Bob Evans had gone away the day after the party and when he came back and heard the accusation against Phil, he was ready to fight.

"The very first person I met when I got off the train told me that Phil had stolen the fan belong to Colonel Baxter," he told Joy.

"Who said it?" cried Joy.

"A great friend of yours."

"No friend of mine would accuse Phil. The whole thing is ridiculous!"

"Why Edith Whalen said he was going to arrested within twenty-four hours!"

"Lots she knows about it! But if that detective had his way, he might be. I can't imagine anyone paying a man to be so stupid. We girls have told him again and again that Phil had nothing to do with it."

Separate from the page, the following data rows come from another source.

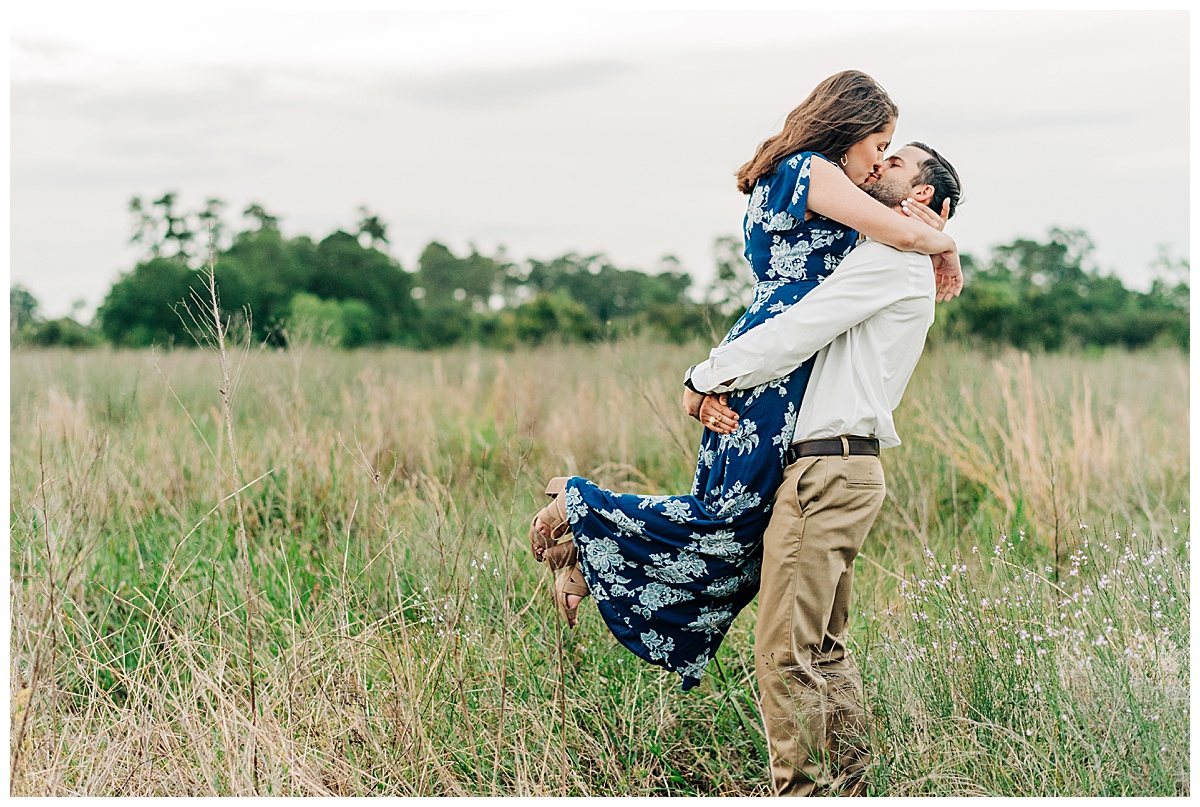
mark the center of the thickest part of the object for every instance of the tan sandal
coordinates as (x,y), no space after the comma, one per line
(553,515)
(569,580)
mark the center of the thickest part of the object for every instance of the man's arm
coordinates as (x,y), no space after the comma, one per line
(868,280)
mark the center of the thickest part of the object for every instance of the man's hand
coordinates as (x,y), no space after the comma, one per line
(948,275)
(921,211)
(717,416)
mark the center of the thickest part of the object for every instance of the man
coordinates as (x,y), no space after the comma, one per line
(869,321)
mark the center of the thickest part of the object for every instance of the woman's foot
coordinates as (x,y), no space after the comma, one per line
(569,591)
(550,524)
(569,581)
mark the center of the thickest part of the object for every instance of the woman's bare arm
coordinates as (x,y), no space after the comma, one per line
(833,196)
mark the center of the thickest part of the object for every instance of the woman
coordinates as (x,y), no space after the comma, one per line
(670,573)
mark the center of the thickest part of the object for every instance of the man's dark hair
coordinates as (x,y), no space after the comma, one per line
(940,173)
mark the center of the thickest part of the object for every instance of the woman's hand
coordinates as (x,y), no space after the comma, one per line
(922,213)
(717,416)
(948,274)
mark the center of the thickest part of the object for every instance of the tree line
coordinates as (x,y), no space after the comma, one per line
(348,291)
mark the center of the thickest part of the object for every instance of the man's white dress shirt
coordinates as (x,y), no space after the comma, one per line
(868,320)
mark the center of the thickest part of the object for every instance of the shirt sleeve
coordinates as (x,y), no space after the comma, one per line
(870,279)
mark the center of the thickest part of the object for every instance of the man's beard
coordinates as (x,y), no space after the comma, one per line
(887,191)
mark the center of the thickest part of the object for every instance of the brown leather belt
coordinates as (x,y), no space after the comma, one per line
(833,447)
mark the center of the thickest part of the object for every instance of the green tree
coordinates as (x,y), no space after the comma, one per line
(22,312)
(141,308)
(371,228)
(345,269)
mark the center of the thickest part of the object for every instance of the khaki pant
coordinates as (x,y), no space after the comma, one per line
(811,692)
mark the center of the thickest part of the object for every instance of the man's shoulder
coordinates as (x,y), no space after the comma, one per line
(877,251)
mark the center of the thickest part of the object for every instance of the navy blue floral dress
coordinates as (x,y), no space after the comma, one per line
(670,573)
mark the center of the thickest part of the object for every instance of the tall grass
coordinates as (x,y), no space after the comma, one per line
(403,641)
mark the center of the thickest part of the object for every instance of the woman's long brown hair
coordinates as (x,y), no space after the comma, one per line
(841,111)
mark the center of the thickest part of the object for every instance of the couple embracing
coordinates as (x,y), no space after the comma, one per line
(797,401)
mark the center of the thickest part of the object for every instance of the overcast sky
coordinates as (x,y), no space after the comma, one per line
(546,133)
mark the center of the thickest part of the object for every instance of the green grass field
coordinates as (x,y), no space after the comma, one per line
(340,598)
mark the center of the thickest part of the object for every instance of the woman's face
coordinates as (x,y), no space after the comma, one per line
(865,157)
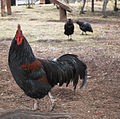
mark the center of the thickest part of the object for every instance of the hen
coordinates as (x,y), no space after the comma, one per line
(85,26)
(35,76)
(69,28)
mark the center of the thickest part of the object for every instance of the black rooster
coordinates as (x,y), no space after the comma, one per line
(69,28)
(85,26)
(37,76)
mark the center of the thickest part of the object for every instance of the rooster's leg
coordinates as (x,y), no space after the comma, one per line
(52,100)
(35,105)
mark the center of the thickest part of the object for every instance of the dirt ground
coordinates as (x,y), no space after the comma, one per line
(100,98)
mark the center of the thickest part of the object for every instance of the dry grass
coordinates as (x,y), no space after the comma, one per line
(100,98)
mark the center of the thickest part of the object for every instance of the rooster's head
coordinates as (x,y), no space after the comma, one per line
(19,36)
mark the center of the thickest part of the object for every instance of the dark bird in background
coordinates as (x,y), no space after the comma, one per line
(69,28)
(85,27)
(37,76)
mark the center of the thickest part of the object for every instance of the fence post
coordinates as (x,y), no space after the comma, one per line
(9,7)
(2,8)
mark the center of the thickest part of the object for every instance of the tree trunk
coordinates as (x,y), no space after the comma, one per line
(82,8)
(115,7)
(92,6)
(28,3)
(63,14)
(104,8)
(9,7)
(2,8)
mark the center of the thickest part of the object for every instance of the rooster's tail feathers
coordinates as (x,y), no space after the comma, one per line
(74,69)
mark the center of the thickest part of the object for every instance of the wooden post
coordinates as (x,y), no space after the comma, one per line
(63,15)
(2,8)
(92,9)
(9,7)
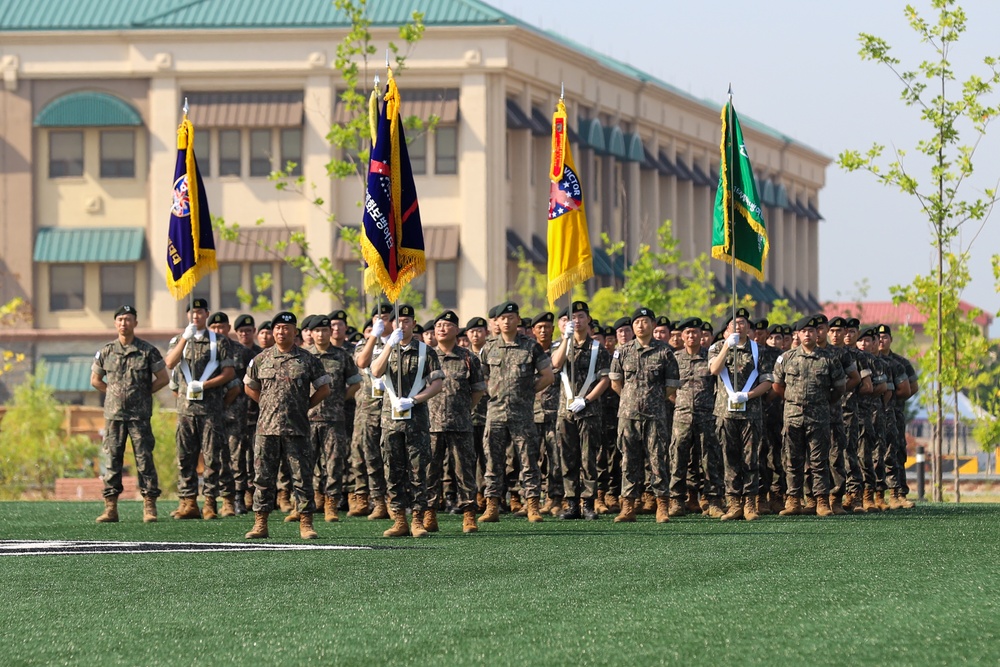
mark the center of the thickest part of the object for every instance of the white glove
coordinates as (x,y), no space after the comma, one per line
(395,337)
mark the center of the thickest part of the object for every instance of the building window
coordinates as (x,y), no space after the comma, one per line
(446,150)
(117,286)
(229,152)
(260,152)
(65,154)
(66,287)
(446,279)
(291,150)
(117,154)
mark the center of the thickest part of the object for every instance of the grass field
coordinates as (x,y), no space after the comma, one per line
(913,587)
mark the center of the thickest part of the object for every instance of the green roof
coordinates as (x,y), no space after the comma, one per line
(105,244)
(88,109)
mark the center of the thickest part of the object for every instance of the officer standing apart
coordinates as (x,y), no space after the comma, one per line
(279,379)
(128,372)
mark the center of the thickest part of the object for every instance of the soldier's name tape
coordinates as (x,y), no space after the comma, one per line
(91,547)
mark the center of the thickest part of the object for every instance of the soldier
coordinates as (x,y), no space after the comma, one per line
(202,354)
(279,379)
(644,373)
(128,372)
(412,375)
(694,429)
(516,368)
(744,377)
(583,365)
(809,381)
(328,434)
(451,424)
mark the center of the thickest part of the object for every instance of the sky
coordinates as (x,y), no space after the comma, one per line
(794,66)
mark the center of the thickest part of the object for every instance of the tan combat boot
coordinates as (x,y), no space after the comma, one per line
(469,522)
(417,528)
(211,510)
(492,512)
(627,514)
(259,530)
(532,510)
(793,506)
(735,509)
(228,506)
(149,510)
(380,511)
(663,509)
(110,514)
(306,531)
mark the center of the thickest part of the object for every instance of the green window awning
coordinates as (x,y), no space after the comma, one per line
(105,244)
(88,109)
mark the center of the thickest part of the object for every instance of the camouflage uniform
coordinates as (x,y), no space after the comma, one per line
(284,380)
(646,374)
(200,423)
(326,420)
(406,446)
(510,370)
(451,427)
(580,433)
(128,405)
(810,379)
(694,430)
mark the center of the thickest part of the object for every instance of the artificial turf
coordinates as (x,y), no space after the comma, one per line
(908,587)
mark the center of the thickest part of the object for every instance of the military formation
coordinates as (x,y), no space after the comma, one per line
(402,421)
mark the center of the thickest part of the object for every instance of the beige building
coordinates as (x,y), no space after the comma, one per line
(91,99)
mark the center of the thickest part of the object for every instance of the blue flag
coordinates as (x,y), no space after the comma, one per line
(190,245)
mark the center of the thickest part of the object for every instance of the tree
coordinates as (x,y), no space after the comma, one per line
(948,113)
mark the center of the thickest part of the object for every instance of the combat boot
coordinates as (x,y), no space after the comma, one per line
(674,509)
(627,515)
(187,508)
(149,510)
(663,509)
(469,522)
(573,511)
(735,509)
(793,506)
(492,512)
(259,530)
(228,507)
(110,514)
(211,510)
(380,511)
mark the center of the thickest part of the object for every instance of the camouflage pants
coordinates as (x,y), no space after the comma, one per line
(523,438)
(268,453)
(695,446)
(802,443)
(113,456)
(407,454)
(740,441)
(579,442)
(643,441)
(457,447)
(199,434)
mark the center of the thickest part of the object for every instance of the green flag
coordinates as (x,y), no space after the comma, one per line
(738,219)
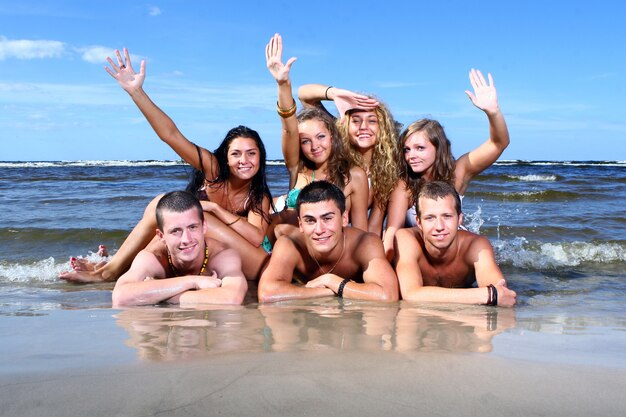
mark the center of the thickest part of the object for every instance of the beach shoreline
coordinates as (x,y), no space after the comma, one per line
(321,383)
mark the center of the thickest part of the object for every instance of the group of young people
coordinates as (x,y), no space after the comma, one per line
(371,214)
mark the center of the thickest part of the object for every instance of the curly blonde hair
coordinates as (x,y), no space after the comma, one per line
(383,170)
(444,165)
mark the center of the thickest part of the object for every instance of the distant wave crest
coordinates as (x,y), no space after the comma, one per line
(520,253)
(533,178)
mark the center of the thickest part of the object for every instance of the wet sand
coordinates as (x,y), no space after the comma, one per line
(314,360)
(321,384)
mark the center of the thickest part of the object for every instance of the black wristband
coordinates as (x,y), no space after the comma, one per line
(493,295)
(341,287)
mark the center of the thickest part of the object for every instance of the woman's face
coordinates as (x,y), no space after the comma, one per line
(244,158)
(419,152)
(315,141)
(363,129)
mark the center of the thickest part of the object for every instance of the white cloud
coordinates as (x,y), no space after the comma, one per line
(96,54)
(27,49)
(154,11)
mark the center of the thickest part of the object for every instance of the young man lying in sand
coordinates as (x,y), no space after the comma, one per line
(437,262)
(326,256)
(184,266)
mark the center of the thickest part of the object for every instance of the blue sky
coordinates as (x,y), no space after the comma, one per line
(559,66)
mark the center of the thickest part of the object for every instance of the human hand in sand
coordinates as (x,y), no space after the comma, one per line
(209,281)
(274,58)
(325,281)
(347,100)
(124,73)
(484,96)
(506,297)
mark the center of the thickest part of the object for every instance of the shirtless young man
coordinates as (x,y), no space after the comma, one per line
(437,262)
(326,256)
(184,266)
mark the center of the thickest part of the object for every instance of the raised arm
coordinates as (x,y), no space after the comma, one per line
(486,99)
(311,95)
(286,105)
(163,126)
(227,265)
(253,228)
(276,281)
(143,283)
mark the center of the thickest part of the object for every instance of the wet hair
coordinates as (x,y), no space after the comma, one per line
(434,190)
(444,165)
(258,187)
(177,202)
(338,166)
(383,169)
(319,191)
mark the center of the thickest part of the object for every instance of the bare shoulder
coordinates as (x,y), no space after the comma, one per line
(408,235)
(361,242)
(472,244)
(214,246)
(358,174)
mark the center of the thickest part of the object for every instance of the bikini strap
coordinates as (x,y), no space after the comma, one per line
(200,159)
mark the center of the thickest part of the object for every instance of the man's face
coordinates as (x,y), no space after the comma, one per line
(438,221)
(322,224)
(183,234)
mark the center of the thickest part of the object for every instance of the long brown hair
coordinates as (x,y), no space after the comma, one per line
(444,165)
(338,165)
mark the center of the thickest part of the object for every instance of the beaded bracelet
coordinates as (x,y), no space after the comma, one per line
(493,295)
(341,287)
(286,113)
(234,221)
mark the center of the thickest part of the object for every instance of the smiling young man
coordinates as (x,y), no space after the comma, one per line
(327,258)
(437,262)
(184,266)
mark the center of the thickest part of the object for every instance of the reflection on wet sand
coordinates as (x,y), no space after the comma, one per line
(162,334)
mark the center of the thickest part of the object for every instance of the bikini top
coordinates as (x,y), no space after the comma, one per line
(292,195)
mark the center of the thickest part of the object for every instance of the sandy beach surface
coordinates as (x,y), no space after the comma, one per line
(299,360)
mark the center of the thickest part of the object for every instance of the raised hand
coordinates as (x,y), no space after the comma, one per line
(346,100)
(274,58)
(484,96)
(124,73)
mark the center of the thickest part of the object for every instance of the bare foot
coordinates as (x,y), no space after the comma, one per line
(103,251)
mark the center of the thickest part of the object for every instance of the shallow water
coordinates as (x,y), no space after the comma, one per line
(558,230)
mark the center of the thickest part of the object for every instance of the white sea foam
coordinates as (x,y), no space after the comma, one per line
(534,178)
(520,253)
(46,270)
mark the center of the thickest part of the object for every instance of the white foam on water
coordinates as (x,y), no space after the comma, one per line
(534,178)
(46,270)
(520,253)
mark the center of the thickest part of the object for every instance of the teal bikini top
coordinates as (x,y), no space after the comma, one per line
(293,194)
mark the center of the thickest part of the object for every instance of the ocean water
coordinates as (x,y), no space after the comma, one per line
(559,230)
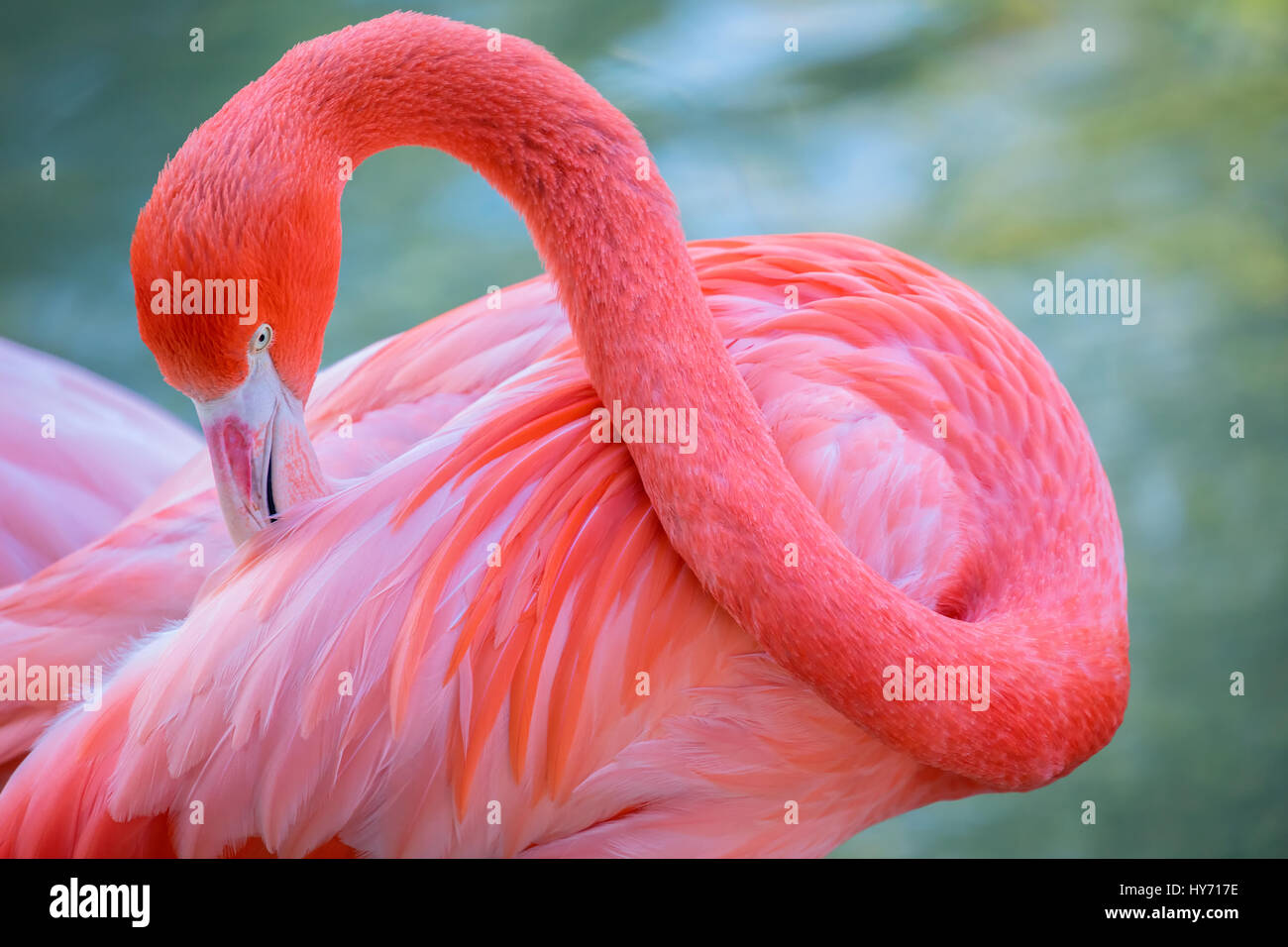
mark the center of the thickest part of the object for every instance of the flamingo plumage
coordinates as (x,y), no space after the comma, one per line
(445,655)
(78,453)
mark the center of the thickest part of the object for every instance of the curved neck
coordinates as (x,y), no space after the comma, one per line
(606,228)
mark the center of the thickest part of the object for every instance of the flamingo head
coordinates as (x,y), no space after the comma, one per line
(235,275)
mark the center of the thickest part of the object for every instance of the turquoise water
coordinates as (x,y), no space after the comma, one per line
(1113,163)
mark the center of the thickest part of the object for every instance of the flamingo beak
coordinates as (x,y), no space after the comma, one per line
(259,451)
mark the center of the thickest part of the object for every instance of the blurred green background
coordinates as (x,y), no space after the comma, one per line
(1107,163)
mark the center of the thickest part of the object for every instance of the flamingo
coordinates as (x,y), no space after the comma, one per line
(514,638)
(80,453)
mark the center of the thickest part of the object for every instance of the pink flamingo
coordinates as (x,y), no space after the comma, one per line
(515,639)
(80,453)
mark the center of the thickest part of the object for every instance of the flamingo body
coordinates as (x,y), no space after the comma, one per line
(526,684)
(484,630)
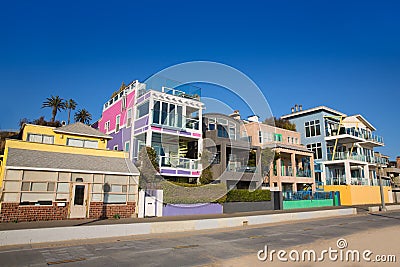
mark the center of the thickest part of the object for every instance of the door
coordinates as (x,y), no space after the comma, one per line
(78,206)
(150,206)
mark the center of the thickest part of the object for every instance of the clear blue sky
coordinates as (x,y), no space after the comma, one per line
(343,54)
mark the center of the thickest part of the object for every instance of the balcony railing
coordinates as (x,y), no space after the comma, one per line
(336,181)
(303,173)
(359,181)
(357,133)
(347,155)
(178,163)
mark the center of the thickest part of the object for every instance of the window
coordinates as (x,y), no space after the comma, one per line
(313,128)
(127,146)
(40,138)
(82,143)
(317,149)
(117,123)
(107,126)
(143,110)
(116,195)
(129,118)
(222,131)
(278,138)
(211,124)
(38,186)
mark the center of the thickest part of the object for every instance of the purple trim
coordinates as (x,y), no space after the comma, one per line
(168,130)
(192,209)
(183,172)
(168,171)
(142,122)
(185,133)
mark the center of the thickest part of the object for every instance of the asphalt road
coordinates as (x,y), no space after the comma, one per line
(193,249)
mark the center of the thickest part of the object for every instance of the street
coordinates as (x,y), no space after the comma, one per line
(203,248)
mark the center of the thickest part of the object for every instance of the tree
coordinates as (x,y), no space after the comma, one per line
(70,105)
(55,103)
(280,123)
(83,116)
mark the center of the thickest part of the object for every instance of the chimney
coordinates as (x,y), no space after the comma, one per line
(235,115)
(252,118)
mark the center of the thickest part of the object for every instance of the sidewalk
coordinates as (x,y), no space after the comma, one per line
(47,232)
(89,222)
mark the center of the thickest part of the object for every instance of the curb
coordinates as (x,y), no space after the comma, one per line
(59,234)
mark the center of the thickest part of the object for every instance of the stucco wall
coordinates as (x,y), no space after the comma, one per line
(359,195)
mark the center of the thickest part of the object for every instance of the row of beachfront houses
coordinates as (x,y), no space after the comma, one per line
(78,171)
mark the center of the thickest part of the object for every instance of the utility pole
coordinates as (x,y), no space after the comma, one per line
(383,207)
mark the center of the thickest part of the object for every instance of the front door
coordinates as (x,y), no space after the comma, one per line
(79,201)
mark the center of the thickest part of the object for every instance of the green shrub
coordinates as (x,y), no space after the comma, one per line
(244,195)
(181,193)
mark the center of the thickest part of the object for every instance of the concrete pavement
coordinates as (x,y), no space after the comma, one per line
(206,248)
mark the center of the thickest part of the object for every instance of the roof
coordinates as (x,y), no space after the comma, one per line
(79,128)
(311,110)
(279,145)
(34,159)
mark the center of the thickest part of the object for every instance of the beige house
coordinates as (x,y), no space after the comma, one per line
(293,166)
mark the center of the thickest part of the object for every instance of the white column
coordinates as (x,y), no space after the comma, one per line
(347,172)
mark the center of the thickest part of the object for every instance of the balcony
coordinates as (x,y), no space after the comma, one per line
(336,181)
(352,135)
(303,173)
(178,163)
(347,156)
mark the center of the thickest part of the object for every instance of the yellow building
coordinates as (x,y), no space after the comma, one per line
(65,172)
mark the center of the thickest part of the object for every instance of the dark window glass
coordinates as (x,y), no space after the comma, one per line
(79,195)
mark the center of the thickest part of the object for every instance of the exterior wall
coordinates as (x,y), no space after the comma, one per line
(13,212)
(192,209)
(59,139)
(359,195)
(115,109)
(99,210)
(303,204)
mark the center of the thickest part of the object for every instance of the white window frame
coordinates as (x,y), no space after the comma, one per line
(117,123)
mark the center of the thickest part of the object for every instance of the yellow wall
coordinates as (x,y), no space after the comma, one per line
(59,139)
(359,195)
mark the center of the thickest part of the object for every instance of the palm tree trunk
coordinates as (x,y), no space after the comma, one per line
(69,115)
(54,113)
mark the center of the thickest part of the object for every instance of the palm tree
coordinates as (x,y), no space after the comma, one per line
(70,105)
(83,116)
(56,103)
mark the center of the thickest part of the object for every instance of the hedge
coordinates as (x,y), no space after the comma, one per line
(181,193)
(244,195)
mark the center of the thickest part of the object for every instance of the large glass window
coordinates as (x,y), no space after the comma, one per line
(41,138)
(317,149)
(312,128)
(129,118)
(143,109)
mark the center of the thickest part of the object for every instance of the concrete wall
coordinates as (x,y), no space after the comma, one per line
(191,209)
(302,204)
(359,195)
(233,207)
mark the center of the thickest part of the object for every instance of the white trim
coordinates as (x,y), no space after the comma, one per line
(83,134)
(66,170)
(322,108)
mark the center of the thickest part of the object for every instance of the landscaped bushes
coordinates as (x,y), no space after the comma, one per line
(181,193)
(243,195)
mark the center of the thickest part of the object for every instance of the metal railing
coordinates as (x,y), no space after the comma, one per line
(306,195)
(179,163)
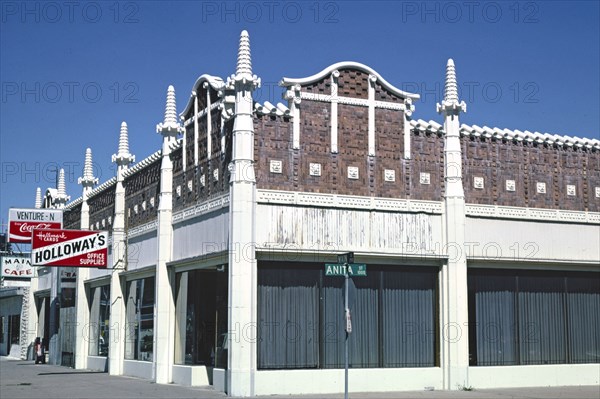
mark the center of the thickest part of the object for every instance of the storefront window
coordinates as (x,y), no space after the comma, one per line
(201,322)
(139,333)
(301,322)
(99,321)
(521,317)
(14,327)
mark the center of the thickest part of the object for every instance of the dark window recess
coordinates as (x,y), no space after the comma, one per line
(533,317)
(301,321)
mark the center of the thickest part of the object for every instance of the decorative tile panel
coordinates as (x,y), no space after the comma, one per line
(314,169)
(275,166)
(511,185)
(541,187)
(389,175)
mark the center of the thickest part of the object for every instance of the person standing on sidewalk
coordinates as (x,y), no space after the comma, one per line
(40,356)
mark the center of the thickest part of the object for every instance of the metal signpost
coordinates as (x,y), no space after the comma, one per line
(347,268)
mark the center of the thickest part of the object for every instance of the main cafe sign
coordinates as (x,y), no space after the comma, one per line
(21,222)
(16,266)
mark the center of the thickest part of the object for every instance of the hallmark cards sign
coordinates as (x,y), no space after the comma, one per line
(21,222)
(75,248)
(16,266)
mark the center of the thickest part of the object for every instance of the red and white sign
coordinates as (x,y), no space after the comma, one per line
(76,248)
(21,222)
(16,266)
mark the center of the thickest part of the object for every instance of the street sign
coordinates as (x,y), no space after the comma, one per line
(78,248)
(339,269)
(348,257)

"Has Phil been asked up to the Manor since that happened?" asked Bob.

"No, I don't think so. He's been up several times but it has been with the detective or Chief Baldwin."

"Then you girls ought to ask him to go with you, just to show him and everybody else chat you don't believe a word of all this gossip! Phil wouldn't steal! I'd trust him with anything!"

But while Bob stormed and determined to clear his friend in some way, his efforts were not successful. He made it a point to have Phil with him wherever he went, but that did not clear the boy of suspicion.

The girls, as well as Bob, were anxious to do something for their friend, but as the fan had disappeared and there was no evidence left, they seemed to be getting nowhere. Bet and her chums were desperate.

The girls looked forward to the hike in the snow as a diversion that would rest their tired nerves and help them to see more clearly on their return.